Martin: Die Funktion fuer das Job-Scheduling ist fuer OS/400, MVS und Unix identisch. Es gibt aber auch Unterschiede. Anders als bei Windows NT spielte Sicherheit bei der Entwicklung der Unix- oder MVS-Kernel keine Rolle. Das heisst, dass jede Plattform ihre Schwaechen auf anderen Gebieten hat. Unicenter hat daher in jeder Betriebssystem-Version dieselben Grundfunktionen, die aber um spezifische Features erweitert wurden.

CW: Sie haben die Eingangsfrage noch nicht beantwortet. Ist CA dabei, sich ein High-Tech-Image zuzulegen?

Martin (zoegert): Nein, wir bleiben uns treu. Wenn man in einen Markt einsteigen will, hat man die Wahl, Produkte zu kaufen oder selbst zu machen. Wo es sich lohnte, haben wir uns eingekauft. Das gilt vor allem fuer Datenbanken. In anderen Faellen wie beim System- Management haben wir das Produkt selbst entwickelt. Wir beschraenken uns dabei auf drei Kernkompetenzen: System-Management, Datenbanken und Geschaeftsanwendungen.

CW: Nach wie vor machen Sie rund 60 Prozent Ihres Geschaefts mit Mainframe-Software. Angesichts der dort ueblichen Preise ueberrascht das wenig. Verblueffend ist aber das Wachstum von zehn Prozent. Gibt es hier noch Neukundengeschaeft, oder haben Sie die Preise erhoeht?

Martin: Wir haben in den vergangenen drei Monaten vier Datacom- Datenbanken verkauft, zwei IDMS-Abschluesse sind in Vorbereitung.

CW: Hatten diese Anwender schon vorher IDMS oder Datacom im Einsatz?

Martin: Nein, das sind voellig neue Kunden.

CW: Warum schafft man sich eine aus der Mode gekommene Datenbanktechnik an?

Martin: Einer dieser Kunden benutzt eine VSAM-Umgebung, in der eine gewaltige Datenmenge unter DL1 gespeichert ist.

CW: Eine ziemlich altmodische Umgebung also...

Martin: Die gibt es oefter, als Sie sich traeumen lassen. Auf alle Faelle wollte der Anwender diese Mainframe-Daten in eine Client- Server-DV einbinden. Dafuer bieten wir ein Werkzeug, das es ermoeglicht, Informationen von DL1 und VSAM in die Datacom- Datenbank zu migrieren. Dort koennen auch alle Anwendungen unveraendert weiterbenutzt werden.
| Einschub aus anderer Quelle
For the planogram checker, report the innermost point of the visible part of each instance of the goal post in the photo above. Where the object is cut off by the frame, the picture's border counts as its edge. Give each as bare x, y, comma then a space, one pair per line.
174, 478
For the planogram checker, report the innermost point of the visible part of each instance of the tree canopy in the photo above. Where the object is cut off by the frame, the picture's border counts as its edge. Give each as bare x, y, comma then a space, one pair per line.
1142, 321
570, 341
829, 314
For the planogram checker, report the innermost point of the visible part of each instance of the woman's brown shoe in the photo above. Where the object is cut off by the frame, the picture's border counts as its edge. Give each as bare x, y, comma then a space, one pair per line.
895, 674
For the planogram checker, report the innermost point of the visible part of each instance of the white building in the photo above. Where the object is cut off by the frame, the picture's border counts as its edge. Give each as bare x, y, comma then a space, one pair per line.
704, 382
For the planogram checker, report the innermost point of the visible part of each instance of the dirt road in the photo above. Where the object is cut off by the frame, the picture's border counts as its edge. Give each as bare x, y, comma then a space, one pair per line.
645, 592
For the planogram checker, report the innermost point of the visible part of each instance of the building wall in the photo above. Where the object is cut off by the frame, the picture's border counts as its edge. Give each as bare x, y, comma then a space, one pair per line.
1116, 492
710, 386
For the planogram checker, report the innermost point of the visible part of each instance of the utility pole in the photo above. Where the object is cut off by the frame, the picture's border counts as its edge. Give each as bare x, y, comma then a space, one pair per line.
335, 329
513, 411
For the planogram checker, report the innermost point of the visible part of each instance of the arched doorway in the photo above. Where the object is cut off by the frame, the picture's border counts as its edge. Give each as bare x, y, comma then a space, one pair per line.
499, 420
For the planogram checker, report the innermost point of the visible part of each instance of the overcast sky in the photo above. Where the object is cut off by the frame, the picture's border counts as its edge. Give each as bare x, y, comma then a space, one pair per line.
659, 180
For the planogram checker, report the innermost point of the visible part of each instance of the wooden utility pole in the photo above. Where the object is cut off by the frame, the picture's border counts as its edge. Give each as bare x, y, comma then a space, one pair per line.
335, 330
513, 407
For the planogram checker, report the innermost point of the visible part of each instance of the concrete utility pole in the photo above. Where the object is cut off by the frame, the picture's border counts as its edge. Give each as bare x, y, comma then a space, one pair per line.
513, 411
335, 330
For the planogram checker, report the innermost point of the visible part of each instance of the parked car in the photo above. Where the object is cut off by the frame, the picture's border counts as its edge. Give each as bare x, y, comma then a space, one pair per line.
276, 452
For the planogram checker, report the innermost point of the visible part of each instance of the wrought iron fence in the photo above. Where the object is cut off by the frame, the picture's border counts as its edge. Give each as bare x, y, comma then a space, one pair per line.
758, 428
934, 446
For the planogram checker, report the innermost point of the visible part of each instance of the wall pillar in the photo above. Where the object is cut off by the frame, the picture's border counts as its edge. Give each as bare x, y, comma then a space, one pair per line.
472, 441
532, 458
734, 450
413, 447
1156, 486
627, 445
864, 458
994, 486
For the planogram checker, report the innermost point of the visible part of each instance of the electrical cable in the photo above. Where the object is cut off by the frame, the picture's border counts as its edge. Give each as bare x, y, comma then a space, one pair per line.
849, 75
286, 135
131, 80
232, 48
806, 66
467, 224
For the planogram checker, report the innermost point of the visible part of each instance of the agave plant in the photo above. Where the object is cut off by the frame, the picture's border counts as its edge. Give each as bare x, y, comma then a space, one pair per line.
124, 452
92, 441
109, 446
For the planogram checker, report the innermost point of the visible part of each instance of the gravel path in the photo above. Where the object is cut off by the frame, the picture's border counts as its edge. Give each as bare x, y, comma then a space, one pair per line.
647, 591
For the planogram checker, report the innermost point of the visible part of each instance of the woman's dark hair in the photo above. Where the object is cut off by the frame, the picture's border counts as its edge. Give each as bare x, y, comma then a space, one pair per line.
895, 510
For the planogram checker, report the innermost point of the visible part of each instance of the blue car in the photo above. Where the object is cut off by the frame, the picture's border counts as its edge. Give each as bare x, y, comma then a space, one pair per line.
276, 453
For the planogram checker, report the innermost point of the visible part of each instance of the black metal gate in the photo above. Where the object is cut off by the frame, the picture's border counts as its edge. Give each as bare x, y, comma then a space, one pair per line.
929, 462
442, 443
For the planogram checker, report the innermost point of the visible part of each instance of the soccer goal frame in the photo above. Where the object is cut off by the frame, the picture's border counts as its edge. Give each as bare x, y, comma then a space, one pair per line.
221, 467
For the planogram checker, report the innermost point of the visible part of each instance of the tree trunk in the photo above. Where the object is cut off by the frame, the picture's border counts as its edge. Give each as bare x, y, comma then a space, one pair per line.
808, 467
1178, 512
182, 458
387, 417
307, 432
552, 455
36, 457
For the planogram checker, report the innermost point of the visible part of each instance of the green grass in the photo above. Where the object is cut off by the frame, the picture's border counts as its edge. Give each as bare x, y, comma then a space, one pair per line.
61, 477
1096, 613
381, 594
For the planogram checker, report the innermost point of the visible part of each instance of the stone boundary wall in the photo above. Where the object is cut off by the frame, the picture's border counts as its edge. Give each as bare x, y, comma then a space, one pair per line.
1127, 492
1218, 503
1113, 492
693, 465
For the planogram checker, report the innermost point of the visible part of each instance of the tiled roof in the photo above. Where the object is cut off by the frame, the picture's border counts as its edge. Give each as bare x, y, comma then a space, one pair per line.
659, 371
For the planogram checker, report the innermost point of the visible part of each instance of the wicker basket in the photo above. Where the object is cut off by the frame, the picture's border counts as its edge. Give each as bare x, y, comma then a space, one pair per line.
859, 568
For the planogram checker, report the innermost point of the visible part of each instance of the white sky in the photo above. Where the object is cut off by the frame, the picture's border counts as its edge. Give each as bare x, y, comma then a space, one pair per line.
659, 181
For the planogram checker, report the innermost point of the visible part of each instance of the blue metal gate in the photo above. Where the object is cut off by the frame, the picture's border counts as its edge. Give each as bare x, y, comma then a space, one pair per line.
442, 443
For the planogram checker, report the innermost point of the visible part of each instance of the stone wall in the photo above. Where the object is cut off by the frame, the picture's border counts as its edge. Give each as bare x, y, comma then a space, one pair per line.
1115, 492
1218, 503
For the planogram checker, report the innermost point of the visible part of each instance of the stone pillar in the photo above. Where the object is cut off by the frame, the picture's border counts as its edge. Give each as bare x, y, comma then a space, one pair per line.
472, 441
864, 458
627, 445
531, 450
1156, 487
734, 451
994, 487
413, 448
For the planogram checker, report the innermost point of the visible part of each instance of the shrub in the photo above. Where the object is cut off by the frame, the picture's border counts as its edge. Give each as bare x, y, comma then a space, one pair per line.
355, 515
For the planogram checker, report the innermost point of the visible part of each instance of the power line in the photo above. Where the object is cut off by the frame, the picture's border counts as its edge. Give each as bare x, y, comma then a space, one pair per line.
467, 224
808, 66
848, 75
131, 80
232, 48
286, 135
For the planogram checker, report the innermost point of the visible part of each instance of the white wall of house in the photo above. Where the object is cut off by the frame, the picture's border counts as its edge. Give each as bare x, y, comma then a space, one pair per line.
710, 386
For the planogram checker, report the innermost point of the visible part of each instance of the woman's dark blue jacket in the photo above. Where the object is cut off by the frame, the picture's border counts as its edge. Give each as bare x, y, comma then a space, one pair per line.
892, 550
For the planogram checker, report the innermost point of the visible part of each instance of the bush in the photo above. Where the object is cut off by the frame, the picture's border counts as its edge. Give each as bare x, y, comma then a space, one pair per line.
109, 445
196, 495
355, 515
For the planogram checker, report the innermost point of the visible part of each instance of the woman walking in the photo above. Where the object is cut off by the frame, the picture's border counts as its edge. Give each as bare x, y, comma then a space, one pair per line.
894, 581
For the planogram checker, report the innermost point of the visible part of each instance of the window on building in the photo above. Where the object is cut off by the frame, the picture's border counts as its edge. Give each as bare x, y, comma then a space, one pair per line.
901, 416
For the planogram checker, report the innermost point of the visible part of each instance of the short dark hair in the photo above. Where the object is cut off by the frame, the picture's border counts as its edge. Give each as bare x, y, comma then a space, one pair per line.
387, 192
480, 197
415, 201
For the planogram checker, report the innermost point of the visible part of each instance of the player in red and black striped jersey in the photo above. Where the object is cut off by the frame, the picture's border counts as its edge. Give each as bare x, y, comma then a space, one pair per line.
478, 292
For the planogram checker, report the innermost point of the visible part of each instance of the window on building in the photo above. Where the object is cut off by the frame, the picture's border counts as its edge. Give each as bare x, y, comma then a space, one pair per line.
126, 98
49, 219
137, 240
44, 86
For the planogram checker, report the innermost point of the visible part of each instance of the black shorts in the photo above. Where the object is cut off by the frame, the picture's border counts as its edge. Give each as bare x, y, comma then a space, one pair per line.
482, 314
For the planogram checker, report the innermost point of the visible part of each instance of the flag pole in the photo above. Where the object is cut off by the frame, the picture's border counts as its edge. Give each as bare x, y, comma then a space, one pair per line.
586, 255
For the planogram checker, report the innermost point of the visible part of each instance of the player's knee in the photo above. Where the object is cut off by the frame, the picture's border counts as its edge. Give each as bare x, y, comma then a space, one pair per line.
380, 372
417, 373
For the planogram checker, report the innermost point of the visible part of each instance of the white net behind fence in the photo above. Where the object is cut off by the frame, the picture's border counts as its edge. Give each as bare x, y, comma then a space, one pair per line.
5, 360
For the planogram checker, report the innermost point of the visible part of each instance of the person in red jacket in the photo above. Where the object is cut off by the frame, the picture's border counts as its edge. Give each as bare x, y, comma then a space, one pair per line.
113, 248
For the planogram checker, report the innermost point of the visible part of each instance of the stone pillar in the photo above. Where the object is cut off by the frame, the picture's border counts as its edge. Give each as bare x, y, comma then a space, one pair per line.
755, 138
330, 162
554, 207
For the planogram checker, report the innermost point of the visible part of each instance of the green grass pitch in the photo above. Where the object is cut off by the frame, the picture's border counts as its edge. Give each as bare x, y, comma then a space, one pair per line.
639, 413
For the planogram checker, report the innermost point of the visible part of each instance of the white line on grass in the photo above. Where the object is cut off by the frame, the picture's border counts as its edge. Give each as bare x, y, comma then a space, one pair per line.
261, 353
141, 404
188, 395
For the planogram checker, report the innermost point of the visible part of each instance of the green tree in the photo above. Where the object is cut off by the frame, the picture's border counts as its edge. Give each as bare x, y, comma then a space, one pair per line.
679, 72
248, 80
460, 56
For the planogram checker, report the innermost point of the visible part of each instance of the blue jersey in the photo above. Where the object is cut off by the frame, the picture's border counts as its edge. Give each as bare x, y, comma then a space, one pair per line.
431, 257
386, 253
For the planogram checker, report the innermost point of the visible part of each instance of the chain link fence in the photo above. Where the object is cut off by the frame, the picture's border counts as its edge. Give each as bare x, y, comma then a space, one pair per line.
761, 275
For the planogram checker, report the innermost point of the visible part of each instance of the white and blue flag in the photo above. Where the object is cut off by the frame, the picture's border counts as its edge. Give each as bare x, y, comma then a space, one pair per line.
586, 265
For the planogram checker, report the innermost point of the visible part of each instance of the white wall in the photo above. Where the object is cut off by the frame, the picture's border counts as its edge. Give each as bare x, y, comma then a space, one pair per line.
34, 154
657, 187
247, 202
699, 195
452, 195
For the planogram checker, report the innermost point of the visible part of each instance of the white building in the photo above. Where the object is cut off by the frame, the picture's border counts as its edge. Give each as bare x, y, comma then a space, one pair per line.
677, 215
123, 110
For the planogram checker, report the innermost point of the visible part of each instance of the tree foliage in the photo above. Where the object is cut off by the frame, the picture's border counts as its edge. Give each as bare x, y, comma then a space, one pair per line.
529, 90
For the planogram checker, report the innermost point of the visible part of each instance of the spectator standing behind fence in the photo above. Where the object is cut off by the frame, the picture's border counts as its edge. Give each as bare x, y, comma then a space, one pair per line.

Da Datacom zudem mit SQL- und ODBC-Schnittstellen ausgestattet ist, lassen die Informationen sich nun von nahezu jedem beliebigen System, insbesondere von Windows-PCs aus, abrufen.

CW: Wie aufwendig ist eine solche Umstellung?

Martin: Sie dauert etwa zwei Tage und ist weit kostenguenstiger als der Umstieg auf ein relationales System.

CW: Lassen Sie uns das Thema wechseln. Sie haben vor fast einem Jahr Mario Pelleschi als CA-Geschaeftsfuehrer abgeloest. Was haben Sie seither geaendert?

Martin: Nicht viel. Wissen Sie, CA-Topmanager sind angehalten, sich in mehreren Laendern zu bewaehren. Mario ging nach Frankreich, der franzoesische Geschaeftsfuehrer erhielt meine Stelle in Holland, und ich bin hierher gekommen. Die von Mario uebernommene Verkaufsmannschaft ist hervorragend. Ich habe mich daher vor allem auf die Beziehung zu den Kunden konzentriert.

Der 36 Jahre alte Englaender Tony Martin fuehrt seit April 1995 als Managing Director die CA Computer Associates GmbH, Darmstadt. Er sieht sich als Pragmatiker und nicht als Visonaer. Offensichtlich ist mit dieser Grundhaltung Karriere zu machen. Martin wurde bereits vor zehn Jahren General Manager fuer den Vertrieb in Grossbritannien. Von Oktober 1993 bis Maerz 1995 war er Geschaeftsfuehrer der Niederlassung in Holland.